I met the Jesuit Priest Dean Brackley not long after his arrival at the University of Central America in San Salvador. He came to the university, to step into the void there his six Jesuits colleagues were brutally murdered by members of the U. S. trained Salvadoran military. Dean would often meet with delegations of foreigners that came to El Salvador on mission trips to learn about the country and to do some service work. And he would say to those who were trying to make sense of the questions on their hearts:

“Have the courage to lose control.
Have the courage to feel useless.
Have the courage to listen.
Have the courage to receive.
Have the courage to let your heart be broken.
Have the courage to feel.
Have the courage to fall in love.
Have the courage to get ruined for life.”[2]

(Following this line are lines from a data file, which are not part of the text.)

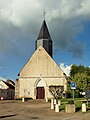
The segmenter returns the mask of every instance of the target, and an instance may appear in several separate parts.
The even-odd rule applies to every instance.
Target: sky
[[[44,9],[56,63],[90,66],[90,0],[0,0],[0,77],[15,80],[34,53]]]

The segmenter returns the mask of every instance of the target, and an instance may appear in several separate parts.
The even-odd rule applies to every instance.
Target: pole
[[[73,89],[73,100],[74,100],[74,89]]]

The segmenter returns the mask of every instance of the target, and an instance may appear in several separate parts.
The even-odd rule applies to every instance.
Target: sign
[[[90,98],[90,90],[86,90],[86,98]]]
[[[76,82],[71,82],[71,89],[76,89]]]

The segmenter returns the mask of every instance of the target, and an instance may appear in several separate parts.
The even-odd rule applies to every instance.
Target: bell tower
[[[49,30],[46,24],[45,19],[43,20],[39,35],[37,40],[35,41],[35,50],[41,45],[44,47],[44,49],[47,51],[47,53],[53,57],[53,52],[52,52],[52,39],[49,34]]]

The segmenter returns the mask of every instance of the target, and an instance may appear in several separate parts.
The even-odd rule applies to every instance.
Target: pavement
[[[50,109],[44,100],[0,101],[0,120],[90,120],[90,111],[67,114]]]

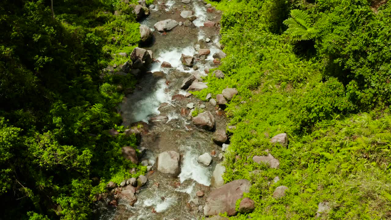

And what I think he meant by that was that once you fully see the reality of all that is still not yet right in the world, you can never again close your eyes to it. There will be shift deep in your soul. But this shift, this loss of naiveté of innocence is in essence a re-birth. Ruined for life in order to really live, to live fully and to live boldly – ruined not for despair but so that there may be the construction of new life built of truth, and love and peace. And that I think is what began to happen to Nicodemus that night. I believe things started to fall apart so they could be put together again in a new truth filled, life giving way.

After church today, Brita and I will be facilitating a conversation about this very thing. About the Nicodemus moments that may have happened to us when we engaged in mission/outreach activities whether overseas or right here in our back yard. How we may have been surprised or shaken up or even ruined for life and reborn in wonderment by that which we experienced. I hope you will consider joining in this conversation.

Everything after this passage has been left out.